Perhaps not, if traditional media picks up on the filtering and gets a bit more savvy. Also, blogs drive traffic to deeper parts of traditional media because of the different filtering. Remember, it’s not that news isn’t still interesting, it’s that commoditized news and print ad models are in trouble. Blogs de-commoditize news to some extent by refiltering/recontextualizing it, adding relevance. Can news organizations get back to the halcyon days of generating income from both inefficient information subscriptions and wasteful advertising distribution?

To see how a great news organization is handling this, try looking at NPR or the BBC. Both are moving from different starting points, but doing quite well. The funding of news certainly will need to change, and the charity/donation model isn’t a bad one. Even the Huffington Post has used it, I believe.

I think efficiency is a key. NPR as one example, has always had to make do on a different set of economic circumstances than a big corporate owned network news division like that at NBC. As such, the traditional media has a huge amount of fat in their chain that, one way or another, is going to be cut out. What will be interesting to see is 1) can media be generated in an efficient enough manner that allows for the lower amounts of revenue online advertising provides, 2) will traditional media companies be able to shift to new efficiencies quickly enough to survive, and 3) will a new media company be able to continue and grow without creating their own set of inefficiencies that bog them down.

I’m not sure I understand from the metholdology pages that this compared like with like. And that the use of the concepts like ‘coverage’ and ‘lead story’ as applied to old media – where Editorial decision making/filtering is applied – can be applied universally to new media.

Some blogs act as newspapers with an Editorial line, but others are just individuals.
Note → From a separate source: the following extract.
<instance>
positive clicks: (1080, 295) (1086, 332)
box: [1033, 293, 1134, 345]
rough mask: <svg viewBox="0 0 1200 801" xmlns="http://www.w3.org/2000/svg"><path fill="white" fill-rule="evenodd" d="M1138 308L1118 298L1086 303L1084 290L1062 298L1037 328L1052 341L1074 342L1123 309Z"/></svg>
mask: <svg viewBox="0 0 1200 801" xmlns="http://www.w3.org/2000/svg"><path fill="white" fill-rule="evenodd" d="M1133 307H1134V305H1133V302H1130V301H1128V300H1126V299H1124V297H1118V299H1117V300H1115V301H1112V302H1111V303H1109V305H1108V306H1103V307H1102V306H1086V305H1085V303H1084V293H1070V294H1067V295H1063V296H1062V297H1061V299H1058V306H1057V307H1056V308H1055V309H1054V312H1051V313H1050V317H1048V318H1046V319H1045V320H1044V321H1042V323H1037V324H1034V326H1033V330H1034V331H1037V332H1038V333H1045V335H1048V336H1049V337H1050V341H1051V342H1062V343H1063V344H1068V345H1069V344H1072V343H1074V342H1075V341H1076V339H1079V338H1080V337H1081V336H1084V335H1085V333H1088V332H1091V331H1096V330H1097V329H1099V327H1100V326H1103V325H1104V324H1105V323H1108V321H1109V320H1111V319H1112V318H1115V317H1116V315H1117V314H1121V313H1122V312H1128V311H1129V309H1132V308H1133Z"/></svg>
Can they collectively be counted in the way that old media might be? (Though come to think of it, local papers like the Derby Evening Telegraph of my chidhood, almost invariably led with different stories from the national Guardian, Times etc). Is readership (or circulation – not that these likely harmonize) accounted for or just the number of headlines?

Twitter is a stream of multiconsciousness. I can’t immediately tell whether this study used the number of tweets or the number of tweeters they measured on any one topic, or, ideally, some clever interplay of both these measures. How about the number of followers of these tweeters/tweeter (an equivalently inaccurate measure to circulation perhaps?)
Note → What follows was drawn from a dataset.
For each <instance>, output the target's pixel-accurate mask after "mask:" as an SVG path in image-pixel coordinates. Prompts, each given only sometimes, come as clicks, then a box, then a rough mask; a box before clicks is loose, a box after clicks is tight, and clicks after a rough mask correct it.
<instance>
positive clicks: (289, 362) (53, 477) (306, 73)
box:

A few zealous tweeters banging away on a topic could give misleading peaks. Likewise lots of people passing a single comment might not really indicate deep interest in that topic but could lead to high counts.
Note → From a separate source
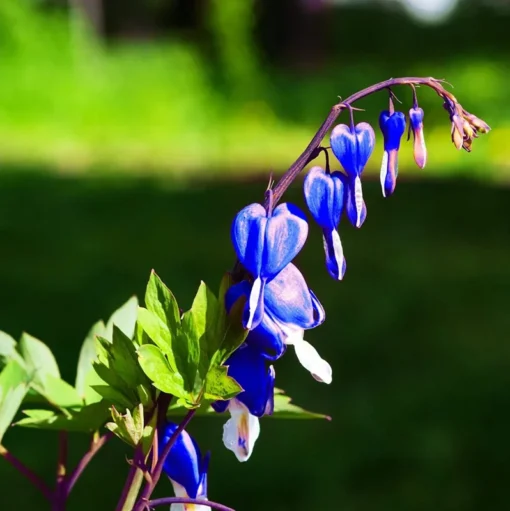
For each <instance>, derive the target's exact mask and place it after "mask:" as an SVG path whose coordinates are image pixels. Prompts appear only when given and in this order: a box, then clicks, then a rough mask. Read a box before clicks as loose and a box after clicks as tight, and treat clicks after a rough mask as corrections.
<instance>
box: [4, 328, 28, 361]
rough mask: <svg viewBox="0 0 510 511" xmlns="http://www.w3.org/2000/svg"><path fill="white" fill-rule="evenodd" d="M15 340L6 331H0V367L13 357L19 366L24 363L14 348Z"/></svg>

The point made that new media might reflect readers’ interests whereas old media reflects editorial/commercial interest is perhaps valid; but does this really measure that?

It just strikes me we’re often using old media measures to analyse new media. And perhaps they just aren’t comparable in this way. And indeed perhaps applying such measures inappropriately is part of the barrier to our sector embracing new media.

But analysing methodology sections was never my strong point so maybe I missed the point.

For their methodology, they measured the links used during a particular day to generate the top story. So, which links did blogs and Twitter use? Both number of tweets and number of Tweeters could drive this, as could the number of blog posts and the number of blogs. “Blogs” were things we think of traditionally as blogs, not newspapers and magazines running blog software.

The study doesn’t cover whether commercial interests interfere with traditional journalism coverage — that’s an informed opinion of mine.

I think you’re right — as new media generates new measurements, old media measurements will seem less relevant. But, for now, we’re in a transition. Kind of like the days when it was a “horseless carriage” and not yet a “car.”

Though amusingly we still use ‘horsepower’ as a metric for a car’s power.

(Not sure what argument that backs up other than old habits die hard.)